The software that became MindManager was originally developed by Mike Jetter in the mid-1990s while he was recovering from a bone marrow transplant to treat leukemia. Jetter's goal was to develop a program that would overcome the limitations of creating mind maps with pen and paper, such as the inability to easily move items around. Following his release from hospital, Jetter decided to sell the software. The software's mind maps were initially based on the method created by Tony Buzan. Over time, however, Mindjet has developed its own style of mind mapping.

The software was originally marketed under the name "MindMan — The Creative MindManager". In 1999, it was rebranded as MindManager. Originally only available for Windows, MindManager expanded to Mac OS X in 2006. With the release of version 7, the Windows version of MindManager adopted the ribbon interface first seen in Microsoft Office 2007 and introduced support for Office Open XML. In 2011, mobile versions of MindManager were released for both iOS and Android. Later that year, the company acquired Thinking Space, an Android-based information mapping application, and Cohuman, a social task management service, which the company developed into a collaborative, cloud-based service to complement MindManager called Mindjet Connect or Project Director.

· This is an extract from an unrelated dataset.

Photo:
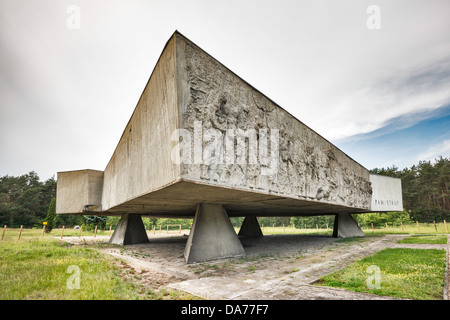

In September 2012, the Mindjet company combined all of its software, including MindManager, Mindjet Connect, and its mobile offerings into a single product, also called Mindjet.

Mindjet moved away from the single-product offering in mid-2013. The stand-alone mind mapping product was again named MindManager, with a more expansive version tailored to large enterprise adoptions called MindManager Enterprise released in 2014. MindManager Enterprise added sharing options including viewing/editing within Microsoft SharePoint. A MindManager mind map viewer also became available with MindManager Enterprise 2016.

On August 9, 2016, Corel announced that they had acquired the Mindjet MindManager business.

== Reception and awards ==
MindManager has received generally positive notice from reviewers. MindManager 2016 for Windows took first place in Biggerplate's MindMapper's Choice poll. MindManager 8 received four out of five stars from TechRadar, while MindManager 9 received 3.5 out of 5 stars from PC Magazine and 4 out of 5 stars from Macworld. MindManager was chosen as one of the top 5 best mind mapping tools.

MindManager also received a number of awards, including "Collaboration Product of the Year" for 2008 by Intranet Journal, a Jolt Productivity award for Design and Modeling tools from Dr. Dobb's Journal, and "Best of CeBIT" in the Personal Software category in 2004.